Cooking Recipe Calypso Bars

Recipe Ingredients

8 oz White chocolate
1/3 c Unsalted butter
1/4 c Dark rum
1/2 c Pistachio nuts
1/3 c Candied cherries; chopped
1 1/3 c Finely shredded coconut
1 oz Semisweet chocolate; melted

Directions

Grease a shallow 11" x 7" baking pan with butter; line base with
parchment or waxed paper. Heat white chocolate, butter, and half of
rum together in a large bowl placed over a pan of gently simmering
water, stirring until well blended. Remove from heat; stir in
remaining rum. Roughly chop pistachio nuts; add 3/4 of nuts to
chocolate mixture with cherries and coconut. Mix well.
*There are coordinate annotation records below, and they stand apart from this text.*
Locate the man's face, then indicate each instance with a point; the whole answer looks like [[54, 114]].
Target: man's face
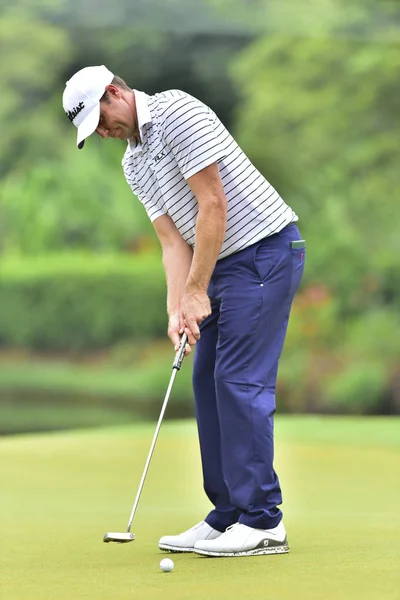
[[117, 119]]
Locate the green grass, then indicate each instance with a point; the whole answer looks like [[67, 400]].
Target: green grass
[[61, 492]]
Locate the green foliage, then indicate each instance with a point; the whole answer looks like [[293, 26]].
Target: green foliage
[[321, 129], [79, 202], [81, 302]]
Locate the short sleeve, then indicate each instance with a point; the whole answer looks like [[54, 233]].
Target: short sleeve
[[193, 133]]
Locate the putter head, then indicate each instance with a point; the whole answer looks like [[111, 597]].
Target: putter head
[[119, 538]]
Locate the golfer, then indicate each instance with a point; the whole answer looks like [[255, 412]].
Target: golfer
[[233, 259]]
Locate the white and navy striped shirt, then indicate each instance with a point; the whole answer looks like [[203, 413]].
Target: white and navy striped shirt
[[181, 136]]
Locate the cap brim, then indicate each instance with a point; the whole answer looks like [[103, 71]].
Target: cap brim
[[88, 126]]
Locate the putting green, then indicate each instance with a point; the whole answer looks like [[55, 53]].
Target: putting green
[[61, 492]]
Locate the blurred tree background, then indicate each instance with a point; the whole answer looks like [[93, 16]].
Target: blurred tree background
[[311, 92]]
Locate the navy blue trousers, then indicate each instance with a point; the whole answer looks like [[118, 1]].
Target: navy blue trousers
[[234, 378]]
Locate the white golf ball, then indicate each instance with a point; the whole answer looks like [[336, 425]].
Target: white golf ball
[[166, 565]]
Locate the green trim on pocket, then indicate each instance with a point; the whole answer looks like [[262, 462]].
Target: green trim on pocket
[[298, 244]]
Spread
mixture evenly in prepared pan. Finely chop remaining nuts. Put
melted semisweet chocolate in a small paper piping bag; cut a small
hole in the bottom of bag. Pipe squiggly lines of chocolate all over
top of mixture, then sprinkle with finely chopped nuts. Chill 4 to 5
hours or until firmly set. Cut in 30 pieces. Remove from pan with a
flexible spatula. Keep refrigerated or in a cool place until serving.
From "The Book of Cookies" by Pat Alburey.